One of the worst cruelties of lethal cancer is the phenomenon called wasting, or in medical terms, cachexia (pronounced ka-CHEX-ia), in which a patient seems literally to diminish in bodily terms as the cancer ravages one or more internal organs.
Today, a team at Cancer Research UK Cambridge Institute, led by Professor Douglas Fearon, M.D., of Cold Spring Harbor Laboratory in New York and a Distinguished Scholar of the Lustgarten Foundation, publishes in Cell Metabolism results of experiments showing that tumors interfere with the patient's ability to cope with wasting and may even impair their ability to respond to immunotherapy.
In mouse models of human pancreatic and colon cancer, the team traces cachexia to a molecular reprogramming of the liver induced by the tumor, the effect of which is to alter the liver's normal response to caloric deficiency. As the caloric deficiency worsens and weight continues to decline, the body responds by releasing stress hormones. The team found that these hormones, in turn, prevent the immune system from responding to the tumor.

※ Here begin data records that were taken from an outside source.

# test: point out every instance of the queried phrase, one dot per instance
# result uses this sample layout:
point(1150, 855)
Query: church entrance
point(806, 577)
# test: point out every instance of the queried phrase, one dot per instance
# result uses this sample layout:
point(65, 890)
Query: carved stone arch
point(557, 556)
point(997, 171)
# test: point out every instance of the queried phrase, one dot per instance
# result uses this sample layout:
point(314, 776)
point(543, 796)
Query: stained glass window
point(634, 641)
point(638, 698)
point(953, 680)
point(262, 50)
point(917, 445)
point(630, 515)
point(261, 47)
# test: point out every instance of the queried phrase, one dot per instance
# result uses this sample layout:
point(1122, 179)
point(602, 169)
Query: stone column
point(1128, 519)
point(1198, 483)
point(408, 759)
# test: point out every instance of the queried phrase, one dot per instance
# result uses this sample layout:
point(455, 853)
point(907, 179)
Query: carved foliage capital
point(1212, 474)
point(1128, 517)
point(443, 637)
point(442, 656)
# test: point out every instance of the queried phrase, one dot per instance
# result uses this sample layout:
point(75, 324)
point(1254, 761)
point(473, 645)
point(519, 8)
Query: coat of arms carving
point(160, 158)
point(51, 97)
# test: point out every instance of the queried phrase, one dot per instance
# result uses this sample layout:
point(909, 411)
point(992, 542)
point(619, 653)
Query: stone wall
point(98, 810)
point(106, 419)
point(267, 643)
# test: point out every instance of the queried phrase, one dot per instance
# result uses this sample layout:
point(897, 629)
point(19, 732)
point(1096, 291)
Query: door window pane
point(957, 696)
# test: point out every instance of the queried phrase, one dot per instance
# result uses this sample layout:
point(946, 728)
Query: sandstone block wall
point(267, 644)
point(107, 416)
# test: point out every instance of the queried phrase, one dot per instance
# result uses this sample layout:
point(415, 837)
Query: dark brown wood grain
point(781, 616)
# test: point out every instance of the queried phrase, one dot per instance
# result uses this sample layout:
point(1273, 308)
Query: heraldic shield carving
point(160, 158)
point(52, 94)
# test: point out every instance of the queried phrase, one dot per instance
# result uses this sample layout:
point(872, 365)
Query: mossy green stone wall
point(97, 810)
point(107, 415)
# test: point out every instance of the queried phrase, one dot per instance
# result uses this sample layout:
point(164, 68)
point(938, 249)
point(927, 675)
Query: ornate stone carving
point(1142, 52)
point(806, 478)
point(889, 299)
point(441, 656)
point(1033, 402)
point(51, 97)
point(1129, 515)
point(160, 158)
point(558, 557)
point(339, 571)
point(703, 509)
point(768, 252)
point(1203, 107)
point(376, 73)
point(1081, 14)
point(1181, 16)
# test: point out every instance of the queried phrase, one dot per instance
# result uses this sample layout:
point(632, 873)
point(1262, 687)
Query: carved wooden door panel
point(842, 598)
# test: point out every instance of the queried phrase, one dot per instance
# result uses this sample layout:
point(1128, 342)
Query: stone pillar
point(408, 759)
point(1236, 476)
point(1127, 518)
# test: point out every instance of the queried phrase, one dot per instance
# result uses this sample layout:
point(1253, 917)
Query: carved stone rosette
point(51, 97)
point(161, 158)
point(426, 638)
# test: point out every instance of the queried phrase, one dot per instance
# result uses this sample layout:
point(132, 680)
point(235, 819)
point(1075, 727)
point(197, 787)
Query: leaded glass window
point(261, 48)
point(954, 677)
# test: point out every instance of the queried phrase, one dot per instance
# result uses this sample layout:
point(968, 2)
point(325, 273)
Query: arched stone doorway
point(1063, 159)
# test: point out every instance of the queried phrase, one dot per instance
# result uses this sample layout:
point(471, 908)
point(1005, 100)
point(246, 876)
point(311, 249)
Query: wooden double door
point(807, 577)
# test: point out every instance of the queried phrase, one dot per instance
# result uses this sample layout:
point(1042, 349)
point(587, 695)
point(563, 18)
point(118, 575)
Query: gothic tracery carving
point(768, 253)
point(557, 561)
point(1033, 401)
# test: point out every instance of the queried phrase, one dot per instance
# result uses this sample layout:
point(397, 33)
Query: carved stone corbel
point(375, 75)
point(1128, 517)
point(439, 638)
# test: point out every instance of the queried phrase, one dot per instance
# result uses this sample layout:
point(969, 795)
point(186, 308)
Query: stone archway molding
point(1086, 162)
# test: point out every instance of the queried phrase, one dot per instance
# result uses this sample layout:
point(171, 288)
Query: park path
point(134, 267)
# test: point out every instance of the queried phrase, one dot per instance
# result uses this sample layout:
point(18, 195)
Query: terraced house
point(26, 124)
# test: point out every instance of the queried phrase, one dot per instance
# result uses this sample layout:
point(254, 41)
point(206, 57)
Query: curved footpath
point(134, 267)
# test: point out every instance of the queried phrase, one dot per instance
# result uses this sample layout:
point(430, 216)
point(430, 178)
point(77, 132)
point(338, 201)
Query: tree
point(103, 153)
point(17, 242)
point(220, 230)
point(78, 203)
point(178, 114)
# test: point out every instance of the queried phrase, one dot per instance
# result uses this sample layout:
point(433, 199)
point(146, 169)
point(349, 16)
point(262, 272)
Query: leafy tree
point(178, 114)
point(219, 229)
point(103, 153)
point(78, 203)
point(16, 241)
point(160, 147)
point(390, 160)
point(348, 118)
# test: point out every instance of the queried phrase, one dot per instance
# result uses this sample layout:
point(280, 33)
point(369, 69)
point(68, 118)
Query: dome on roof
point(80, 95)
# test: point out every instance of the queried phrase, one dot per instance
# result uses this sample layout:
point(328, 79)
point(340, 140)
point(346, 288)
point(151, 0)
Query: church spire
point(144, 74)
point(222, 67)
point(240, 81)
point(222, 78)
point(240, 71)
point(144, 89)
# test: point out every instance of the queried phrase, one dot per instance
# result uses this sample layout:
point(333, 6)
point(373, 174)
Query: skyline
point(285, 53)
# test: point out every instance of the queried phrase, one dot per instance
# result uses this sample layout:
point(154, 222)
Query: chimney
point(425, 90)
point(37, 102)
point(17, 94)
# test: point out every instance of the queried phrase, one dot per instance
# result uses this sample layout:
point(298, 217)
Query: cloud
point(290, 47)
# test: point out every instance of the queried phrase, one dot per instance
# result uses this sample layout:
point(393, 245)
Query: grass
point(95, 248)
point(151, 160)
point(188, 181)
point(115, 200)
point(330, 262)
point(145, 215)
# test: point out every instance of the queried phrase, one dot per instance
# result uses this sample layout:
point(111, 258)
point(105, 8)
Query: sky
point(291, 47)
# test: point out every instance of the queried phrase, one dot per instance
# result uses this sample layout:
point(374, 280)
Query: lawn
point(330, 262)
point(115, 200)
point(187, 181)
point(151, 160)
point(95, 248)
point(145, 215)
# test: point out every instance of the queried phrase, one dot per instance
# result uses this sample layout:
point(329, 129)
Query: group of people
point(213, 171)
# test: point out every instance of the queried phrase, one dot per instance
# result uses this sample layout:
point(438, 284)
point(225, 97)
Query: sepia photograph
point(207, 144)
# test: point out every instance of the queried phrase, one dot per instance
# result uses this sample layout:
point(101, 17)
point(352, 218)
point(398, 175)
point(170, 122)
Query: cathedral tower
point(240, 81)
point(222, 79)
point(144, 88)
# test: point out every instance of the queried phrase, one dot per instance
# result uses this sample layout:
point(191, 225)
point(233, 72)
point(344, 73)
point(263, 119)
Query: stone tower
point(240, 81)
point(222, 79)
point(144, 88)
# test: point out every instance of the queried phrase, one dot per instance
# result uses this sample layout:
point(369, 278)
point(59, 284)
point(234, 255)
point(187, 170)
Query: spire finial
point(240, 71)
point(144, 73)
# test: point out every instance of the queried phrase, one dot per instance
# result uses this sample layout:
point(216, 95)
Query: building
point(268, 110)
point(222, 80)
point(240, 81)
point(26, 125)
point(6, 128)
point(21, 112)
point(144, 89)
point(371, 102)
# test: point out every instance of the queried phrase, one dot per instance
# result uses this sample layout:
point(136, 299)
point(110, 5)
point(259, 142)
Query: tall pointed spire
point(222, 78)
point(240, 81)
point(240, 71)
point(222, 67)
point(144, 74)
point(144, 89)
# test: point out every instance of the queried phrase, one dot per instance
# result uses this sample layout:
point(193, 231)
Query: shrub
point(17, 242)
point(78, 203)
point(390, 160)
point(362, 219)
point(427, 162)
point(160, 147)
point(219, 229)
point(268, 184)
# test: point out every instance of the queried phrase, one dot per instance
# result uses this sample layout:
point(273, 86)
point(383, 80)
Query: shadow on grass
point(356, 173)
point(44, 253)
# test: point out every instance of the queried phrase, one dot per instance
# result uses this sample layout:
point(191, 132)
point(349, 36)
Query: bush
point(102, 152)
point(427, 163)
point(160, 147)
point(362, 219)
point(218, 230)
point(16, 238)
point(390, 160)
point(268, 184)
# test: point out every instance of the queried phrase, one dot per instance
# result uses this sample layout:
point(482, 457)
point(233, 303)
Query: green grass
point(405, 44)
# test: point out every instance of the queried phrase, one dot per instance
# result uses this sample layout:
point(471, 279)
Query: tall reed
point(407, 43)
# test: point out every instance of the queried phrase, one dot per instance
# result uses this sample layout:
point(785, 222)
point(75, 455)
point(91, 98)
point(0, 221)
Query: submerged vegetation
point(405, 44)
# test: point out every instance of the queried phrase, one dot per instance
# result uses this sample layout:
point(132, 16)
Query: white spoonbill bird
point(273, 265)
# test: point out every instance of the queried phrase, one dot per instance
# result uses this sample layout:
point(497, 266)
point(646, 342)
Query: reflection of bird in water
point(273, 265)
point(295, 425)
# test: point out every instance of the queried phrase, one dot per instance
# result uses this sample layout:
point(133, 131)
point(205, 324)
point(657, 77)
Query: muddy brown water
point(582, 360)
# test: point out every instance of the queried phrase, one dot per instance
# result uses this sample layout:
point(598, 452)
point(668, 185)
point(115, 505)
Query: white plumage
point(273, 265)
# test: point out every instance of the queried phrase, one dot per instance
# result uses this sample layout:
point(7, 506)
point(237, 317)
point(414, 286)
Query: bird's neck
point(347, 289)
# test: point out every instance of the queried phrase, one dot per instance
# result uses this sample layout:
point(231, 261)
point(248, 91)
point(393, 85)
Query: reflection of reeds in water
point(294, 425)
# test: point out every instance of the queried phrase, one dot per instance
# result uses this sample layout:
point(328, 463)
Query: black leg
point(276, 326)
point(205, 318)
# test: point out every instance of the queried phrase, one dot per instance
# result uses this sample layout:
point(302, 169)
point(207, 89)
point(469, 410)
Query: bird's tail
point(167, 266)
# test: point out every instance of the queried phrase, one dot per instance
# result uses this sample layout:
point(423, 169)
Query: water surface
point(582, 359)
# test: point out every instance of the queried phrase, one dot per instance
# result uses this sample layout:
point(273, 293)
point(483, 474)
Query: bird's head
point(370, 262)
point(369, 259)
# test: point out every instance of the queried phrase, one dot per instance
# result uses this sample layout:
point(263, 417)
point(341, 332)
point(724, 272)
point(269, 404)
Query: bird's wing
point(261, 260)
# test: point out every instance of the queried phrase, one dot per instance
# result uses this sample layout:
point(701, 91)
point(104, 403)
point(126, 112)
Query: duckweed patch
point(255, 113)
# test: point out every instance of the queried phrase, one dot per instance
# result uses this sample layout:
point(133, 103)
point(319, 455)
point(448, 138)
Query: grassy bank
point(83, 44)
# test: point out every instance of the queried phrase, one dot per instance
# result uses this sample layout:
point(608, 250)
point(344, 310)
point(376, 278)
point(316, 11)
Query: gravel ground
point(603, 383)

Thus the new research helps explain two ways in which pancreatic and colon tumors have long vexed doctors attempting to treat them: these tumors themselves set in motion the process that results in wasting; and wasting, in turn, accounts for why immune therapy for such cancers has typically failed. Providing massive caloric supplementation - what doctors call hyperalimentation - does not vanquish wasting; and immune therapy does not impair the tumor's ability to thrive.
The researchers in Cambridge, led by M.D.-Ph.D. student Thomas R. Flint and oncologist Tobias Janowitz, M.D., Ph.D., performed experiments demonstrating that in mouse models of pancreas and colon cancer, liver reprogramming begins during pre-cachexia, when wasting has just begun but is not yet manifest. Signals broadcast by tumor cells induce the release of interleukin 6 (IL-6), a molecular beacon of the immune system called a cytokine, that normally helps induce an immune response. IL-6, in turn, impairs the capacity of the liver to respond to caloric deprivation, which is already under way in pre-cachectic mice.
The team proposes this liver reprogramming is the result of IL-6 suppressing a gene-regulating protein, or transcription factor, called PPAR-alpha, which in turn suppresses a vital process in the liver called ketogenesis. "Translated into human terms, this means that when a cancer patient loses his or her appetite and decides not to eat, the liver is not going to generate sufficient energy to compensate for the caloric loss," explains Dr. Fearon.
Often, cancer patients don't eat, Dr. Fearon clarifies, not because they are nauseous due to chemotherapy; rather, they feel full and simply lose their appetite. Importantly, he adds, his team's discovery that the tumor is programming the liver not to make calories, which are essential for continued brain function, assures two things. One is that wasting will continue; the other is that the body, massively releasing glucocorticoids, or stress hormones, will thereby short-circuit the immune system's ability to respond to the tumor. It's a vicious circle that sadly ends in death.
The team's discovery not only sheds light on why conventional caloric supplementation fails to curtail cachexia in cancer patients. It also helps to account for the failure of T-cell checkpoint targeted immunotherapies in pancreatic and colon cancers. The tumor, in effect, is
fooling the immune system into thinking the tumor is not a threat but rather just normal regenerating tissue. The team tested several ways of addressing liver reprogramming in pre-cachectic mice. Using a mouse model that recapitulates human pancreatic cancer, they administered an antibody that targets and inactivates IL-6; the same mice received massive caloric supplements via infusion. According to Dr. Flint, "Our data suggest that successful reversal of cachexia in people may well depend on co-administration of anti-IL-6 with nutritional support."
The team also noted that their findings may have relevance in a wide range of IL-6-associated illnesses in which weight loss in observed. These include sepsis, HIV, tuberculosis, chronic obstructive pulmonary disease, cardiac failure and rheumatoid arthritis.